I have a dataframe with all of a fighter's fights, the fight number (i.e. if it is their first, second, etc.), and whether or not they won the fight. I would like to calculate the number of consecutive wins a fighter had gotten before their current fight (i.e. not including if they won the current fight). I am currently working with Python 3.7 in Spyder.
Suppose we have the following dataframe, where win = 1 if the fighter won the fight:
df = pd.DataFrame({'fighter' : ['A', 'A', 'A', 'A', 'B', 'B', 'B', 'C', 'C'],
'fight_number' : ['1', '2', '3', '4', '1', '2', '3', '1', '2'],
'win' : [0, 0, 1, 1, 1, 1, 0, 1, 1]})
fighter fight_number win
0 A 1 0
1 A 2 0
2 A 3 1
3 A 4 1
4 B 1 1
5 B 2 1
6 B 3 0
7 C 1 1
8 C 2 1
I know that to calculate win streaks across all rows, I can implement the solution proposed here with:
grouper = (df.win != df.win.shift()).cumsum()

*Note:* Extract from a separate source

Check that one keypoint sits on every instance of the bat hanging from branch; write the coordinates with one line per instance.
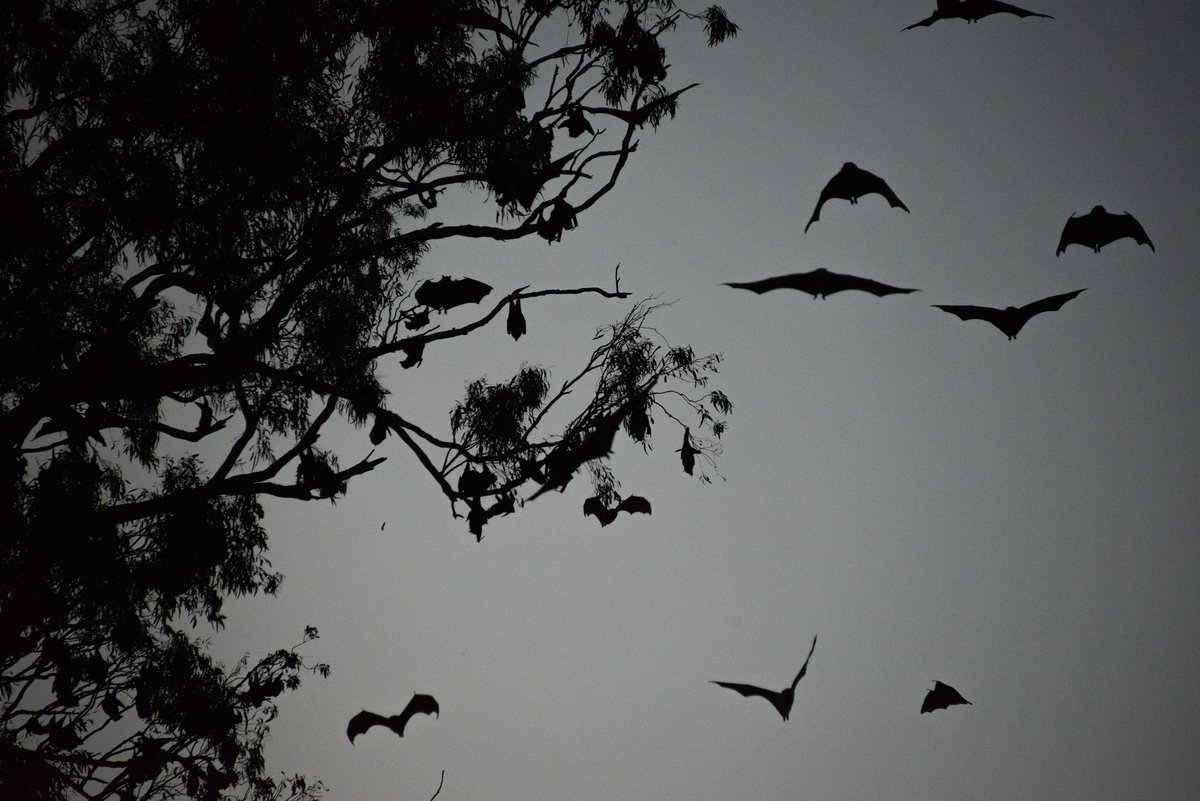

df['streak'] = df.groupby(grouper).cumsum()
which produces:
fighter fight_number win streak
0 A 1 0 0
1 A 2 0 0
2 A 3 1 1
3 A 4 1 2
4 B 1 1 3
5 B 2 1 4
6 B 3 0 0
7 C 1 1 1
8 C 2 1 2
But what I need is to apply this approach to subgroups of the dataframe (i.e. to each fighter) and to not include the outcome of the current fight in the count of the streak. So, I am basically trying to have the current win streak of the fighter when they enter the fight.
The target output in this example would therefore be:
fighter fight_number win streak
0 A 1 0 0
1 A 2 0 0
2 A 3 1 0
3 A 4 1 1
4 B 1 1 0
5 B 2 1 1
6 B 3 0 2
7 C 1 1 0
8 C 2 1 1
I appreciate any advice I can get on this, as I am pretty new to Python.